In March last year, Emirates produced a 46-page report for officials at the Toulouse-based aircraft maker, detailing breakdowns that grounded the first four A380 aircraft in the Emirates fleet for 500 hours in the first 18 months of operation. Other problems have been reported with other launch customers such as Singapore Airlines and Qantas. "The improvements are mostly of a software nature," Richard Carcaillet, the director of product marketing for the A380 at Airbus, said yesterday at the A380 wing factory in Broughton, Wales.

Upgrades in Airbus's electronic systems have already been offered to its newest A380 customer, Air France, while aircraft in operation will receive the new software during stopovers in Europe or routine maintenance, Mr Carcaillet said. "It has been irritating, with [problems] causing delays that should not have happened," he said. As of last year, reliability for the A380 was an average of 97.5 per cent, Mr Carcaillet said, and Airbus hoped to surpass 98 per cent soon.

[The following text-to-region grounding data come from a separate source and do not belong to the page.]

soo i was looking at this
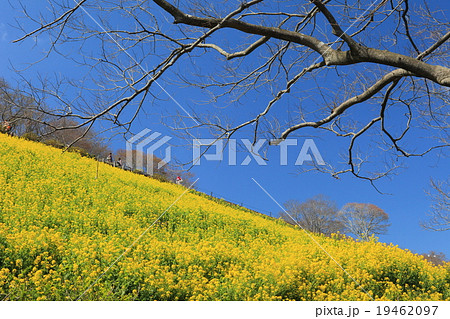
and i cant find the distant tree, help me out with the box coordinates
[0,78,49,136]
[338,203,390,241]
[44,118,111,158]
[420,251,447,267]
[280,195,343,235]
[421,178,449,232]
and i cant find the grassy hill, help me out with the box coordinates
[0,133,448,301]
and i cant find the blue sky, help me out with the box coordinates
[0,1,449,258]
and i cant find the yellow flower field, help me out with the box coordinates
[0,133,448,300]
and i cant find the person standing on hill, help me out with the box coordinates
[176,176,183,185]
[116,158,123,168]
[106,152,113,165]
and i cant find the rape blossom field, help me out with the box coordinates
[0,134,448,300]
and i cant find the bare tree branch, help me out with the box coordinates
[9,0,450,183]
[421,178,450,232]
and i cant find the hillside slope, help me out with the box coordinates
[0,134,448,301]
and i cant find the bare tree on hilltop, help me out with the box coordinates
[8,0,450,182]
[280,195,343,235]
[0,78,49,136]
[338,203,390,241]
[1,80,111,157]
[420,251,448,266]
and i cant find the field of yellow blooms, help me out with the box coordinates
[0,133,448,301]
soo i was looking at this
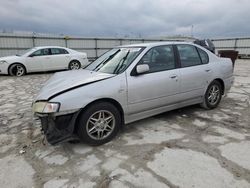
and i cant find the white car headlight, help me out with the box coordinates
[0,60,7,64]
[33,102,60,113]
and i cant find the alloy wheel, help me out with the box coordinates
[207,85,220,105]
[70,62,80,70]
[16,65,25,76]
[86,110,115,140]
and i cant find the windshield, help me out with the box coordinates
[16,48,36,56]
[86,47,144,74]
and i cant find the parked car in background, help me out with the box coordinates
[0,46,89,76]
[194,39,215,53]
[32,42,234,146]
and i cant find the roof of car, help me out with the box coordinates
[119,41,194,48]
[32,46,68,50]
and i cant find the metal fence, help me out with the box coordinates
[2,33,249,59]
[212,38,250,58]
[0,33,193,61]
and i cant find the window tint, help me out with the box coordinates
[197,47,209,64]
[138,45,176,73]
[51,48,68,55]
[31,48,50,56]
[177,45,202,67]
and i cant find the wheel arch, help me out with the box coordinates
[74,98,125,132]
[70,59,80,63]
[8,62,27,75]
[213,78,225,95]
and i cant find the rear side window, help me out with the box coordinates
[61,49,69,54]
[197,47,209,64]
[51,48,69,55]
[177,45,202,67]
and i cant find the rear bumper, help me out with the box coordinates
[224,76,234,92]
[81,59,90,68]
[37,112,79,145]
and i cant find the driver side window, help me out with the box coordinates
[31,48,50,57]
[138,45,176,73]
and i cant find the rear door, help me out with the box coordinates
[127,45,181,114]
[176,44,212,100]
[50,48,70,70]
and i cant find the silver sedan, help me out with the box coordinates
[33,42,234,146]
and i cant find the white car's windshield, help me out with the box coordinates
[16,48,36,56]
[86,47,144,74]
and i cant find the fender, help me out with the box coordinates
[48,76,114,101]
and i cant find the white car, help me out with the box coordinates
[0,46,89,76]
[33,42,234,146]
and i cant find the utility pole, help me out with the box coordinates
[191,25,194,37]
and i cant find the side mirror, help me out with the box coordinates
[29,54,34,57]
[136,64,149,75]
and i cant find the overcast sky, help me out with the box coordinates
[0,0,249,38]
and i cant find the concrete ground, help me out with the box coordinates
[0,60,249,188]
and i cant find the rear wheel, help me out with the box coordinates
[9,64,26,76]
[69,61,81,70]
[76,102,121,146]
[201,80,222,109]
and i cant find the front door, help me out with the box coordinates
[127,45,180,114]
[25,48,51,72]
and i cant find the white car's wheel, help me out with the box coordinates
[69,61,81,70]
[9,64,26,76]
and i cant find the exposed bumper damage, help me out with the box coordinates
[38,112,79,145]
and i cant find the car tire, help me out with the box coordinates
[68,60,81,70]
[9,63,26,76]
[76,102,121,146]
[201,80,222,109]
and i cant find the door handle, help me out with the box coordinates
[205,69,211,72]
[170,75,177,79]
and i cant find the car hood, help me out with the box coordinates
[0,55,21,62]
[35,69,115,101]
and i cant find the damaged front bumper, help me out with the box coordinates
[35,111,80,145]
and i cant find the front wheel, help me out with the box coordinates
[69,61,81,70]
[201,80,222,109]
[76,102,121,146]
[9,64,26,76]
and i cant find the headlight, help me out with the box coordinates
[33,102,60,113]
[0,60,7,64]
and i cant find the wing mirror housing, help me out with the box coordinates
[136,64,149,75]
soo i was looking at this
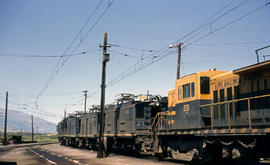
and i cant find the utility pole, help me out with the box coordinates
[169,43,184,79]
[83,90,88,113]
[3,91,8,145]
[97,33,110,158]
[176,43,183,80]
[31,115,34,142]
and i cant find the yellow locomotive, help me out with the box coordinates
[155,60,270,161]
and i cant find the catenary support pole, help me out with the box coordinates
[97,33,110,158]
[176,43,183,80]
[3,91,8,145]
[31,115,34,142]
[83,90,88,113]
[169,43,183,80]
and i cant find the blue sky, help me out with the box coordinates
[0,0,270,124]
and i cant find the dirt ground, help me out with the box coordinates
[0,143,269,165]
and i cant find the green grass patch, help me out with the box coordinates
[22,134,58,143]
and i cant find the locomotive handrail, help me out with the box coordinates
[151,101,174,143]
[200,93,270,107]
[200,93,270,129]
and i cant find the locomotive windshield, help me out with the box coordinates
[200,76,210,94]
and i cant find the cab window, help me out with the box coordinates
[200,77,210,94]
[183,84,191,99]
[178,86,181,100]
[191,82,195,97]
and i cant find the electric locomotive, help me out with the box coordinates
[57,59,270,162]
[57,93,168,154]
[104,93,167,154]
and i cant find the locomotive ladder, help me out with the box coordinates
[151,102,174,152]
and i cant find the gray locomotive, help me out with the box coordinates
[57,93,168,154]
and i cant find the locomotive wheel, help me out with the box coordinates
[202,141,222,163]
[231,140,257,161]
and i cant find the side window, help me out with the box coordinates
[178,86,181,100]
[85,118,88,135]
[220,89,224,102]
[234,86,239,99]
[213,90,218,119]
[227,87,232,101]
[251,80,254,92]
[213,90,218,103]
[129,108,133,120]
[94,117,96,127]
[200,77,210,94]
[219,89,225,118]
[191,82,195,97]
[183,83,191,99]
[257,80,260,91]
[268,78,270,89]
[136,106,144,119]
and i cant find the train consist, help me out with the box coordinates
[57,60,270,161]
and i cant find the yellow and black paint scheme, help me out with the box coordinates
[161,60,270,133]
[166,70,227,129]
[155,60,270,161]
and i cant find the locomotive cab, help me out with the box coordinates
[167,70,227,129]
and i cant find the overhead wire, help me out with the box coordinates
[181,0,250,44]
[108,50,140,60]
[190,40,270,46]
[35,0,115,106]
[175,0,237,44]
[99,1,269,93]
[185,2,270,47]
[85,1,243,99]
[0,52,87,58]
[108,43,155,52]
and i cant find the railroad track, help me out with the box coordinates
[0,142,57,152]
[27,146,87,165]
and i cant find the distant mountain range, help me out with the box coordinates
[0,109,56,133]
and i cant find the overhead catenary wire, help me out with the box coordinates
[46,0,105,82]
[174,0,238,44]
[108,50,140,59]
[181,0,251,44]
[190,40,270,46]
[115,0,247,65]
[85,1,248,99]
[1,97,63,118]
[35,0,115,106]
[108,43,155,52]
[0,52,87,58]
[185,2,270,47]
[99,1,269,94]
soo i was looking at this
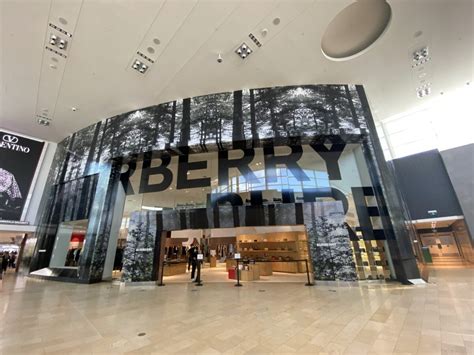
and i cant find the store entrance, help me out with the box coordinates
[161,225,312,284]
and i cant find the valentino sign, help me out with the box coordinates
[0,134,30,153]
[0,130,45,221]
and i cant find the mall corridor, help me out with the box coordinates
[0,266,473,354]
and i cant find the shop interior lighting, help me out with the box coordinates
[132,59,148,74]
[235,42,253,59]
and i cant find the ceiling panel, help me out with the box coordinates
[0,0,472,143]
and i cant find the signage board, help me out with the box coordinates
[0,131,45,221]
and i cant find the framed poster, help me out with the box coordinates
[0,130,45,222]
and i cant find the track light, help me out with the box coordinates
[416,83,432,98]
[412,46,430,67]
[49,34,68,50]
[37,116,51,126]
[132,59,148,74]
[235,42,253,60]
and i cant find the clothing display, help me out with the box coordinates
[66,248,82,266]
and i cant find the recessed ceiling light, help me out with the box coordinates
[71,107,77,112]
[59,17,68,25]
[147,47,155,54]
[273,17,281,25]
[49,64,57,69]
[153,38,160,45]
[261,28,268,37]
[51,57,58,62]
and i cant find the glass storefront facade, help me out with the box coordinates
[28,84,420,284]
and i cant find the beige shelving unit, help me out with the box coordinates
[236,231,311,273]
[351,239,390,280]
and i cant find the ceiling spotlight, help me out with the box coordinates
[132,59,148,74]
[416,83,432,98]
[49,33,68,51]
[71,107,77,112]
[37,116,51,126]
[412,46,430,67]
[217,53,223,63]
[58,39,67,50]
[235,42,253,59]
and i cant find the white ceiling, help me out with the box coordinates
[0,0,472,143]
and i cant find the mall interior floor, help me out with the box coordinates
[0,265,473,354]
[162,264,308,284]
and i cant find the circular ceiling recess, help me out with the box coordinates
[321,0,391,61]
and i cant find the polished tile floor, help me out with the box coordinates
[162,263,308,284]
[0,266,473,354]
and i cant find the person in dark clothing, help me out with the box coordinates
[189,246,198,280]
[1,253,9,273]
[9,252,16,268]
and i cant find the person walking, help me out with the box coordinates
[189,245,198,280]
[1,253,9,273]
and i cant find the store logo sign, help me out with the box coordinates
[3,135,18,144]
[0,134,30,153]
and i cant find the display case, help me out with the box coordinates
[236,231,311,273]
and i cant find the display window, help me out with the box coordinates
[50,219,88,268]
[112,143,394,282]
[159,226,312,284]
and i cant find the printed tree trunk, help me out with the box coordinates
[181,98,191,147]
[84,121,102,174]
[249,89,259,142]
[168,101,177,146]
[232,90,244,146]
[344,85,360,129]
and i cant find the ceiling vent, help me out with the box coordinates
[137,51,155,64]
[48,23,72,38]
[45,46,67,58]
[235,42,253,59]
[248,33,262,48]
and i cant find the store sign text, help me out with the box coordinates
[121,144,346,195]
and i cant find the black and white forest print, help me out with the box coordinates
[122,212,157,282]
[30,84,417,284]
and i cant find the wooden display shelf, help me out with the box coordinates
[163,263,187,276]
[240,250,296,253]
[239,241,300,244]
[255,262,273,276]
[271,261,299,273]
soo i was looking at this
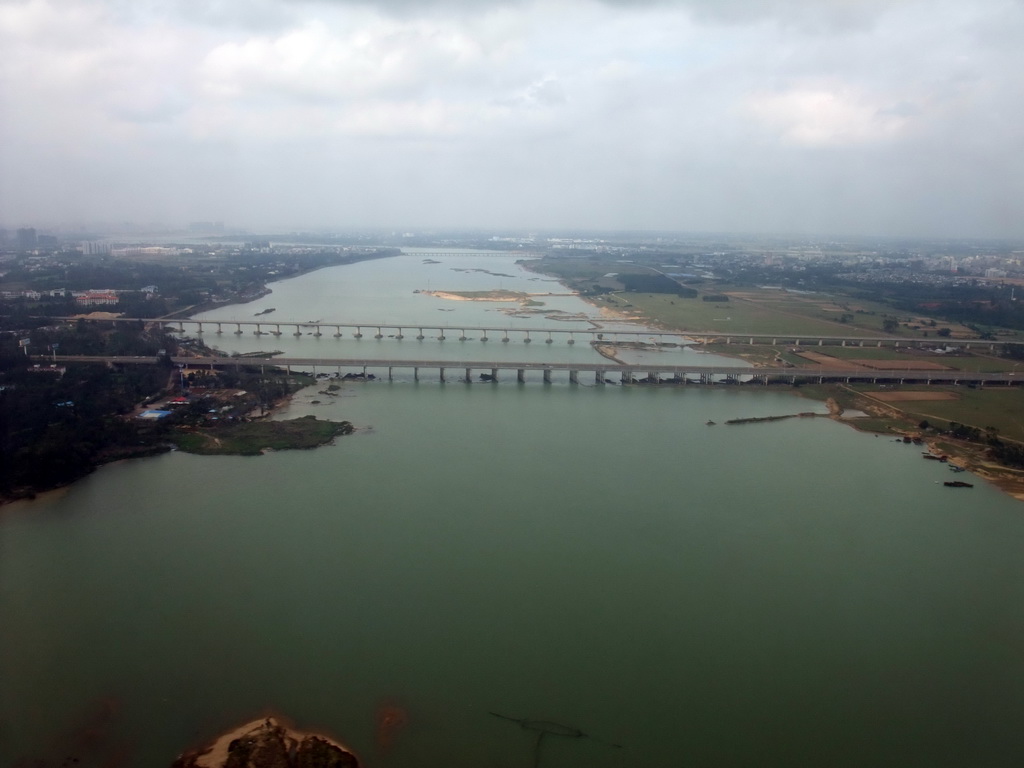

"Reliability is still not at its target but we are steadily getting closer," he said. Airbus has won only one new client for the superjumbo since commercial operations began in 2007, and questions have been raised about its profitability. To date, Airbus has accumulated 202 orders for the A380; more than 200 aeroplanes shy of break-even, analysts say. "There is only a handful of routes you can use the A380 on and if traffic drops on that route you're stuck," Richard Aboulafia, the vice president of the aerospace analysis company Teal Group told Bloomberg. "The A380 is best regarded as a US$25 billion (Dh91.82bn) write-off and an act of industrial irresponsibility."

Saj Ahmad, the chief analyst at FBE Aerospace, said Airbus was "still deeply wounded" by production challenges. "Programme costs have more than doubled while the market for very large jets continues to shrink," Mr Ahmad said. This has increased pressure on Airbus to prove the existing aircraft have surpassed expectations to generate additional sales for the jet, which costs $300m but is thought to be significantly discounted.

Mr Carcaillet said intense media scrutiny had magnified any problems encountered by the first users of the superjumbo. "The high profile incidents are the flip side of being the new icon of innovation," he said. "As soon as there has been an issue, the press has been there." Airlines generally have reported more passenger comfort in the A380 with more space per passenger and less cabin noise. Singapore Airlines, which operated the first A380, dubbed it the "new queen of the skies" and said it surpassed airline's expectations for operating economics.

Singapore and Qantas have reported the jets flying 83 per cent full "during the worst downturn in civil aviation", Mr Carcaillet said. Meanwhile, Tim Clark, the president of Emirates, has called the A380 "great crowd puller". "Our flights are full and it generates its own traffic," Mr Clark said last year. Other Middle East customers include Qatar Airways and Etihad Airways, which pushed back its 10 deliveries by two years to begin in 2014.